Originally a high ranking member of the Australian military thought it would be a good idea, but the prime minister of New Zealand, Helen Clark, vetoed the idea because she felt that having a pop/rock performance would compromise the solemnity of the occasion.
Not unexpectedly, many Australians see it as a deliberate insult to them personally, although Clark claims she would reject any similar suggestion and doesn't even know who Farnham is. Also, a New Zealand act has also been cancelled making it fairly clear its not just "Aussie bashing".
Of course, the leader of New Zealand's opposition has waded into the argument and made a complete fool of himself, as is typical. He claims it is a good idea to encourage young people to participate. The fact the Farnham was popular before many young people were born seems to escape his logic. And I can't imagine Brash supporting this under normal circumstances given his generally conservative philosophy - its rather obviously just a chance to take a shot at the government, which has probably backfired.
An interview this morning was quite revealing. All the people interviewed, including a young person who has been to a previous Gallipoli commemoration, a Returned Services Association member, and an entertainer who knows Farnham as a friend, all agree with the prime minister that it is not a good idea.

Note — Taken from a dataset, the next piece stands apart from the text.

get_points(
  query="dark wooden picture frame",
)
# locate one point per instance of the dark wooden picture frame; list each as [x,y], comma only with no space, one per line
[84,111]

On an apparently unrelated note: last night New Zealand was involved in its first international 20 over cricket match. In my opinion, an example of making the great game of cricket more palatable to the mass audience by robbing it of its personality and soul. The fact that New Zealand lost had nothing to do with it! But with the modern trend of bowing to the mass taste and the lowest common denominator in all things, its good that at least with the Gallipoli commemoration, we maintain a little bit of dignity and respect for the history of the event.